- The APPLE Act bill is proposed by Rob Bishop and Sen. Hatch
- It will make federally-owned land available for development and taxes will go toward public education
- The bill is hoped to improve currently unavailable activities to Utah students
Utah congressman Rob Bishop and Sen. Orrin Hatch are introducing a bill to legislation making available federally-owned land for development. If the bill passes, the proceeds from the property tax would be put toward public education.
An estimated 1.6 million acres of land in Utah, as well as significant amounts in other western states, is owned by the federal government. If the Action Plan for Public Land and Education (APPLE) Act passes, much of this land would become available for development. The proposal would make five percent of Bureau of Land Management and Forest Service lands available to the states.
Congressman Bishop said each year the state of Utah relies on property tax revenues for school funding. Because states cannot tax acreage held by the federal government, public school systems have found a shortage in their resources. The Utah Republicans hope to address the issue by passing the APPLE Act.
“Due to the overwhelming presence of federal land in the state, there is a significant lack of tax revenue that could otherwise be generated if this land was not locked up by the feds,” Bishop said in a news release. “The better and long-term solution is to empower states to generate that revenue by giving them the lands the federal government promised in the first place, when western states joined the Union.”
With ownership of the land, revenue would directly benefit the youth of state of Utah in their education.
“This would be a significant source of revenue for Utah’s schools and a major step forward in ensuring our children continue to have a bright educational future,” said Sen. Hatch in a news release.
Bishop and Hatch said students should not have to suffer because of the descending economy and decisions made by the federal government.
“The education of our children should not be held hostage by the burdensome presence of federal land in our state,” Bishop said.
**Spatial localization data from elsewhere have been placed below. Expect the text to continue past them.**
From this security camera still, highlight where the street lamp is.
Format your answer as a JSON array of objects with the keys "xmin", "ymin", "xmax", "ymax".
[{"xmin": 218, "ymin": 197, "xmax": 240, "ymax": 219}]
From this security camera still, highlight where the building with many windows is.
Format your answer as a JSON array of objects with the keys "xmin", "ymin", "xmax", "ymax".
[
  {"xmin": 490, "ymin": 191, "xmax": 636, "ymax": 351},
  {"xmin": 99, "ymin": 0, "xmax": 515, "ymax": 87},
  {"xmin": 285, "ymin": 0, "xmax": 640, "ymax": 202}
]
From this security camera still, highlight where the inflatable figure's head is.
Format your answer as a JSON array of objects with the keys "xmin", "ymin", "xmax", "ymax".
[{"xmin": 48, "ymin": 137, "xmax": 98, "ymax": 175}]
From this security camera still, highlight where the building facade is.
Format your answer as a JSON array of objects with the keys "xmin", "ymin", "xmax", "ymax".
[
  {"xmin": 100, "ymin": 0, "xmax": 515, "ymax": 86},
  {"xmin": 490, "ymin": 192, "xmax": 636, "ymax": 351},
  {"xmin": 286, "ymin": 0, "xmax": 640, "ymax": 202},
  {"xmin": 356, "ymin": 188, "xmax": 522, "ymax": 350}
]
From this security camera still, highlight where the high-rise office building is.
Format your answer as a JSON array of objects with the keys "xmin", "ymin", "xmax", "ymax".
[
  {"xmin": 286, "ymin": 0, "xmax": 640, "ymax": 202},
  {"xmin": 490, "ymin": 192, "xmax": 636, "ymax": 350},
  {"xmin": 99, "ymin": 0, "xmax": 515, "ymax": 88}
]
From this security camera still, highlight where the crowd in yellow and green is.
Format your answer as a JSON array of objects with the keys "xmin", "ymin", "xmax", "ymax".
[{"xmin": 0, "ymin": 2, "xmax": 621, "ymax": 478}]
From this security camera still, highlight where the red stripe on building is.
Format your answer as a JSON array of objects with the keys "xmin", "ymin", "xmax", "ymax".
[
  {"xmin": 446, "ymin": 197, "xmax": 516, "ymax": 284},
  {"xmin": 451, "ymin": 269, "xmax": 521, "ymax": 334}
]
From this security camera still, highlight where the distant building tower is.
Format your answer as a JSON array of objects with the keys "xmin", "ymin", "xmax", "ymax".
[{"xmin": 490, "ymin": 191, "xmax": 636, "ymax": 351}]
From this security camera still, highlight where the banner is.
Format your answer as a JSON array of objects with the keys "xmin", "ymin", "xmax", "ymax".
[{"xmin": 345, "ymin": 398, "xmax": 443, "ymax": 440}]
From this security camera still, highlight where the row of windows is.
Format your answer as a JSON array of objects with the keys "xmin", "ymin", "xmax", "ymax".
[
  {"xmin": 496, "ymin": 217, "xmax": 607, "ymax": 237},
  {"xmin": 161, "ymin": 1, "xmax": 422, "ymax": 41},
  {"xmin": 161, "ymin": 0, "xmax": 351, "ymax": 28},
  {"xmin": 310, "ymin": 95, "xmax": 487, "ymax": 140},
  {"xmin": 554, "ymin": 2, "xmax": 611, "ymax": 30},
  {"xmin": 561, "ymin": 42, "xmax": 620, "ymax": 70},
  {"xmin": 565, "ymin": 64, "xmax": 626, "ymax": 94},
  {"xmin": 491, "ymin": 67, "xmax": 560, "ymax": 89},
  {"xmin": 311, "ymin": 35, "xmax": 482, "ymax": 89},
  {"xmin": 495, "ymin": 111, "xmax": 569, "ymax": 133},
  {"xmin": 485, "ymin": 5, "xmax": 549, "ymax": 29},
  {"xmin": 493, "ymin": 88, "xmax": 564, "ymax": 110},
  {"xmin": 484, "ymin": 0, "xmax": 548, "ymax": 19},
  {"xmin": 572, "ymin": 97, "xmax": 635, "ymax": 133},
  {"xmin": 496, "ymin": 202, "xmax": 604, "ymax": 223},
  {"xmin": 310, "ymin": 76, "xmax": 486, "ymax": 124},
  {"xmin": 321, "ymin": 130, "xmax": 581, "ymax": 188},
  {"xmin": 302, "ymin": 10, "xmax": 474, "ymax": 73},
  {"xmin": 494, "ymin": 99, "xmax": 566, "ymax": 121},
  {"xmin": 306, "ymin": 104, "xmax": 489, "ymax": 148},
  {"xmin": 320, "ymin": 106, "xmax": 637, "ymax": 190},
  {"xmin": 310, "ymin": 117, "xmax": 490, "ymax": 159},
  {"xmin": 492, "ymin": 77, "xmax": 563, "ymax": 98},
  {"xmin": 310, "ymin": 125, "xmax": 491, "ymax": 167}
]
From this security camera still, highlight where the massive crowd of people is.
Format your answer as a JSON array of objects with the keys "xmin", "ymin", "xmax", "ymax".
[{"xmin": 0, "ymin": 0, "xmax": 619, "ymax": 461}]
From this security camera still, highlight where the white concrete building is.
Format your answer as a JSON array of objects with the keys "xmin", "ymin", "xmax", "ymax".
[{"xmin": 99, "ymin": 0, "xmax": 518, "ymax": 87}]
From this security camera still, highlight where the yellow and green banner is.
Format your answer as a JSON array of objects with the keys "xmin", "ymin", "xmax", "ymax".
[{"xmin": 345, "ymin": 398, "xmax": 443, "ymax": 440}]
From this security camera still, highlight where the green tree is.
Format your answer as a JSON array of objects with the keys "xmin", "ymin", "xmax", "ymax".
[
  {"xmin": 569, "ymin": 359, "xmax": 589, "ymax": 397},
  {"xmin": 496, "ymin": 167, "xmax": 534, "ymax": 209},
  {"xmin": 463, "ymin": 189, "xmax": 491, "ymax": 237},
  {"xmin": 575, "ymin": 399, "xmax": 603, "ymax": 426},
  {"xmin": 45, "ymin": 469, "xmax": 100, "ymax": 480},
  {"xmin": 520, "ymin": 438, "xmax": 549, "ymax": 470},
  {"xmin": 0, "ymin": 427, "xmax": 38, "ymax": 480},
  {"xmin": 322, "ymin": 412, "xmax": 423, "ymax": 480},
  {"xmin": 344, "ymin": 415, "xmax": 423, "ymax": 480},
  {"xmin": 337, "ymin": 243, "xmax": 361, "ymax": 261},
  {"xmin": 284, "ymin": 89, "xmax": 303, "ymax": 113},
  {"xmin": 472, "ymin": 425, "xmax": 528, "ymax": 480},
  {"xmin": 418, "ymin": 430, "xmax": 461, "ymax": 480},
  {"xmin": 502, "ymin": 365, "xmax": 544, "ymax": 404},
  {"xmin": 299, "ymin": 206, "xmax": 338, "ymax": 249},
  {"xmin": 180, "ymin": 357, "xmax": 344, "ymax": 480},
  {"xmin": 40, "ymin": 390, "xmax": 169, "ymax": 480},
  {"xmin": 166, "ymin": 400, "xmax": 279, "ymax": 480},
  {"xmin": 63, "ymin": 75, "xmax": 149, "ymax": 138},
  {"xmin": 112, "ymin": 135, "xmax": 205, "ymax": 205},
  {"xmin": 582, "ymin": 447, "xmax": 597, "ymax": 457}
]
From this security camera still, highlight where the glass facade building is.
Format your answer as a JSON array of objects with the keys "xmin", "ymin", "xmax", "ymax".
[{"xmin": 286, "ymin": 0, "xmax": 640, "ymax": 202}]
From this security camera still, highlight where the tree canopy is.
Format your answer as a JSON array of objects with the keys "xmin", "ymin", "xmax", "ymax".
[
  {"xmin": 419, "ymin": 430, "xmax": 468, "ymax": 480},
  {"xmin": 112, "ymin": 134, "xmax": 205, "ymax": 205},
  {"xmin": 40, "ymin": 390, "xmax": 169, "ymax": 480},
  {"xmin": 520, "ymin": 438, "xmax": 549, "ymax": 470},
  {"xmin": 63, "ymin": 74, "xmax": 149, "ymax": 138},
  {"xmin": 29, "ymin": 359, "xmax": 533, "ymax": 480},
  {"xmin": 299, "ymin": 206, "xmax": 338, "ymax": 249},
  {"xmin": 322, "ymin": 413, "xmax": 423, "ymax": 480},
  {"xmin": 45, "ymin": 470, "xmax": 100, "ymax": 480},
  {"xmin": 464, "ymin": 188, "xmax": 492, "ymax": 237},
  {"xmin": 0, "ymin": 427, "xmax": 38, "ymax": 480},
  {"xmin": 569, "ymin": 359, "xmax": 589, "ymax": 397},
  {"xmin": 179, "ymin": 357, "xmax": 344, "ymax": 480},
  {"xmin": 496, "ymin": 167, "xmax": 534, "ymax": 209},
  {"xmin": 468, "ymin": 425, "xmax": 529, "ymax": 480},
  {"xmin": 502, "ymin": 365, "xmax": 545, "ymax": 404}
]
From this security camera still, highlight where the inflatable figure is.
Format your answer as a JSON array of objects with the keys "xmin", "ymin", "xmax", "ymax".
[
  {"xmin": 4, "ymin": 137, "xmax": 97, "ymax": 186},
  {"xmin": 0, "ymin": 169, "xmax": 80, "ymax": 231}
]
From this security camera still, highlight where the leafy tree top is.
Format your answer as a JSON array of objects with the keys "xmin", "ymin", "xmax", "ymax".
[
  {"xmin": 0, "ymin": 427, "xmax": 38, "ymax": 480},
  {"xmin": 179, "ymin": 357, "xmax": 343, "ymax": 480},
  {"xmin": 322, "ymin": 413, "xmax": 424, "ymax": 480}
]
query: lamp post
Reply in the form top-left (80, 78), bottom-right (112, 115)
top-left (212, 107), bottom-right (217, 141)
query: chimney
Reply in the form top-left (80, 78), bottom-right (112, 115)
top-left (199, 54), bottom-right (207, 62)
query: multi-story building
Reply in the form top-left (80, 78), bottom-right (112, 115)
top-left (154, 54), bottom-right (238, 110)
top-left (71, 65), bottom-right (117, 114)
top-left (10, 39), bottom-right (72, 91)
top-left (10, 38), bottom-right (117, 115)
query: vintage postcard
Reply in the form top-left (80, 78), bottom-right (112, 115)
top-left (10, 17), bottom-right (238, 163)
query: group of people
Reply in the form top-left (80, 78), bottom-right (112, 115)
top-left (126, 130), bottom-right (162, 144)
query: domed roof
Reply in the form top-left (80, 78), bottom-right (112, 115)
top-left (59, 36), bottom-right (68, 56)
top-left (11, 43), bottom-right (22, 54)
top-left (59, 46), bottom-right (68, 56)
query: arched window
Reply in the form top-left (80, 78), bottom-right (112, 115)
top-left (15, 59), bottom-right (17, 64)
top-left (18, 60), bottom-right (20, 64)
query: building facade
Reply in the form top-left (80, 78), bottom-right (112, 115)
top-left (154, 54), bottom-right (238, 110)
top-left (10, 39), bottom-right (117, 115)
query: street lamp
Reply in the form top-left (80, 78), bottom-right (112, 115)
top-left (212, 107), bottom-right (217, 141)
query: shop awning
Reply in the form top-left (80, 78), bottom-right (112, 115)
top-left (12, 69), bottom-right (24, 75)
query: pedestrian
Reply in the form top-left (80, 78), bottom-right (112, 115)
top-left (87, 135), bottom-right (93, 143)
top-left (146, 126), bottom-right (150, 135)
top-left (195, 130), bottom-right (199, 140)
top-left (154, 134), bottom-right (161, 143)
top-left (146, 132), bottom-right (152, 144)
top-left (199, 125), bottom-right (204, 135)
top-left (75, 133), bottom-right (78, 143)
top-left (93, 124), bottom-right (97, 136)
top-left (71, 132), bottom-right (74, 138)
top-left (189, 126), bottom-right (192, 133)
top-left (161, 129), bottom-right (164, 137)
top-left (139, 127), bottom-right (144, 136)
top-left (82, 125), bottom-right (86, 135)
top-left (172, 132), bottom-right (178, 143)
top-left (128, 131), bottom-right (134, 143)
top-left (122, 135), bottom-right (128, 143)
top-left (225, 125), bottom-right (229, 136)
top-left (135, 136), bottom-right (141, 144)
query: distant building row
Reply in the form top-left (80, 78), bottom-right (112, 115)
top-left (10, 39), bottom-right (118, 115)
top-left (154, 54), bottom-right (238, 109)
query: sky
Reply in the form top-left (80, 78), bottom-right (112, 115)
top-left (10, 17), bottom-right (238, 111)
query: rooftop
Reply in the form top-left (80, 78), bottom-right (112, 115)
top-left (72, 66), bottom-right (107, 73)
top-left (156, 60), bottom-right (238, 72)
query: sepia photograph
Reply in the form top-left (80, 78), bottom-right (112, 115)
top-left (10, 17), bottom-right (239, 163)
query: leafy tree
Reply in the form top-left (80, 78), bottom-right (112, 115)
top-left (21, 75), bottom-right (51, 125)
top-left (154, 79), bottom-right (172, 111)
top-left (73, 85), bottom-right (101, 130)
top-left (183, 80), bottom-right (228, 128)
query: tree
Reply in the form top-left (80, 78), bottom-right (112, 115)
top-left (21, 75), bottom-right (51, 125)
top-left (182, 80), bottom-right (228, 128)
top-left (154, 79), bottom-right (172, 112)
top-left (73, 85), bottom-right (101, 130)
Larry Newton, finance director at Utah State Office of Education, said school districts are in a difficult position because of the recession.
“Beginning with the recession in 2008, public education has taken such a terrific hit and the students just keep coming,” Newton said. “It’s not like when the resources get smaller, you can scale back on your delivery.”
Newton said the failing economy has effected activities available to students.
“[School districts] have had to curtail field trips, charge for athletic event transportation and … increase class sizes,” he said.
Although the outcomes of this bill would be positive, not all Utahns are sure it will pass. Dave Hebertson, public relations manager at Utah Trust Lands, is hesitant to believe the solution will come to fruition.
“People are going to have to be convinced that the federal government has an obligation there that they haven’t fulfilled,” Hebertson said.